14. The method of claim 13, wherein the analysis of the information about the first plurality of actual call flows and the analysis of the information about the second plurality of actual call flows occurs concurrently.

15. A non-transitory computer-readable medium may have stored therein a program, the program configured when executed to:

receive a plurality of actual call flows, each of the plurality of actual call flows associated with a respective communication session, each of the respective communication sessions utilizing a shared baseline script;

analyze the information about the plurality of actual call flows by parsing the information into a plurality of information segments, determining whether each of the information segments is part of the shared baseline script, and, for the information segments determined to be part of the shared baseline script, determining an order and branch of the shared baseline script to which each of the information segments belong; and

recreate, using the analysis, the shared baseline script.

16. The non-transitory computer-readable medium of claim 15, wherein the plurality of actual call flows comprises an audio recording of each of the plurality of communication sessions.

17. The non-transitory computer-readable medium of claim 16, wherein the program is further configured when executed to transcribe the received audio recordings of each of the plurality of communication sessions and wherein the information comprises a transcription of each audio recording.

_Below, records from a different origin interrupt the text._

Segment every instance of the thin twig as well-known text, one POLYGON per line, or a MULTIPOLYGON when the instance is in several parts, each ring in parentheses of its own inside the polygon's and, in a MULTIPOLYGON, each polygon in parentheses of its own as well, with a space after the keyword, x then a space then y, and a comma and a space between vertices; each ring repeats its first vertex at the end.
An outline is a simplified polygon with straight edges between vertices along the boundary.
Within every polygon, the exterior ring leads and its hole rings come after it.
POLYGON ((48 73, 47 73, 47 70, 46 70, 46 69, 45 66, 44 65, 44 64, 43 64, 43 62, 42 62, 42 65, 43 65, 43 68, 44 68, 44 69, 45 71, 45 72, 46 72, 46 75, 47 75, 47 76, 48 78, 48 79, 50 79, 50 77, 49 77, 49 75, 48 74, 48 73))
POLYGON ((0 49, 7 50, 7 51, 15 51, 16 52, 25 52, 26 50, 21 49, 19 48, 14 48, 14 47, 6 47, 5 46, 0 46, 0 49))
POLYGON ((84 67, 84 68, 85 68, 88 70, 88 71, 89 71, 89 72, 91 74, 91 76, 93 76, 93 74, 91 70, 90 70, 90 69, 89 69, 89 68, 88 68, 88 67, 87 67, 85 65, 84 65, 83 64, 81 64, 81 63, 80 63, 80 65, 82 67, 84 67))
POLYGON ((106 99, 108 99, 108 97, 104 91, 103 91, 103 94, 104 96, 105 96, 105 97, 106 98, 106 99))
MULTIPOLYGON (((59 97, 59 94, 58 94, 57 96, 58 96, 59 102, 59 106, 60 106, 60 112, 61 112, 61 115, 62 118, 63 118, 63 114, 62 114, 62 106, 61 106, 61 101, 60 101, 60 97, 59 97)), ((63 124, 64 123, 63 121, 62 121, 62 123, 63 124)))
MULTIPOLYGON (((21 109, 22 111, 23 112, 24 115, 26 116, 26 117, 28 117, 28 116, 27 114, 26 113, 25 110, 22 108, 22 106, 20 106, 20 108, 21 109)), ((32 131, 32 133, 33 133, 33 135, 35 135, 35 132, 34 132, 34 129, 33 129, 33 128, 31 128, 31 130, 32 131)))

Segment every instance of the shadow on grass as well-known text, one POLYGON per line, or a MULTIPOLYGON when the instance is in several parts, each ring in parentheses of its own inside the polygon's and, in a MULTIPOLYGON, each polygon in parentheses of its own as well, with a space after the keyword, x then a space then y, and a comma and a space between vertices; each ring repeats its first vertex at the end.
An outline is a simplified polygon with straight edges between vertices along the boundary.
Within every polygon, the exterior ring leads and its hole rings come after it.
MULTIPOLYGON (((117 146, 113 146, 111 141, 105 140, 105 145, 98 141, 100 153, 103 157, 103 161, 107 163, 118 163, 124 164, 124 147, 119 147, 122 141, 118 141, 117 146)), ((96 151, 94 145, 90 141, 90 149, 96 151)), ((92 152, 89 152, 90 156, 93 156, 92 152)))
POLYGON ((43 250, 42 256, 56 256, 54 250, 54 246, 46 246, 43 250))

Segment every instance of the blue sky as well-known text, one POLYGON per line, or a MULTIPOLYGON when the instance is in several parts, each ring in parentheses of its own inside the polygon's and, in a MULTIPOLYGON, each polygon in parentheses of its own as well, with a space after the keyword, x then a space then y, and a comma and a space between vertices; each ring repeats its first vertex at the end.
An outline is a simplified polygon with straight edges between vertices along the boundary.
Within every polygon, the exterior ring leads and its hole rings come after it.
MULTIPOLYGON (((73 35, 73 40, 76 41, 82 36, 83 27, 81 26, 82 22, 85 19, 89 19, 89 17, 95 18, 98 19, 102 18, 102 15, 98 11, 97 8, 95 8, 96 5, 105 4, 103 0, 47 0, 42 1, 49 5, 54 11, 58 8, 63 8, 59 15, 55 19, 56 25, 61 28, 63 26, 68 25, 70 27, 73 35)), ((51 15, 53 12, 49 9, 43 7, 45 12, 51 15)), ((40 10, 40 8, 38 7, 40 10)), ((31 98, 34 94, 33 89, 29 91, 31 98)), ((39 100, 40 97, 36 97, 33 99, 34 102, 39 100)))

18. The non-transitory computer-readable medium of claim 17, wherein the transcription of each audio recording uses a meta-language and wherein the transcription of the received audio recordings using the meta-language requires less data than a full-text transcription.

19. The non-transitory computer-readable medium of claim 15, wherein each of the plurality of actual call flows further comprises metadata and wherein the metadata includes at least one of: a creation date of the audio recording, an identity of a participant of the associated communication session, and a call note made during the associated communication session.

20. The non-transitory computer-readable medium of claim 15, wherein the plurality of actual call flows is a first plurality of actual call flows, wherein the shared baseline script is a first shared baseline script, wherein the program is further configured when executed to:

receive a second plurality of actual call flows, each of the second plurality of actual call flows associated with a respective communication session, each of the respective communication sessions associated with the second plurality of actual call flows utilizing a second shared baseline script;

analyze the information about the second plurality of actual call flows by parsing the information into plurality of information segments, determining whether each information segment is part of the second shared baseline script, and, for information segments determined to be part of the second shared baseline script, determining an order and branch of the second shared baseline script to which each of the information segments belongs;

recreate, based on the analysis of the second plurality of actual call flows, the second shared baseline script; and

wherein the analysis of the information about the first plurality of actual call flows and the analysis of the information about the second plurality of actual call flows occurs concurrently.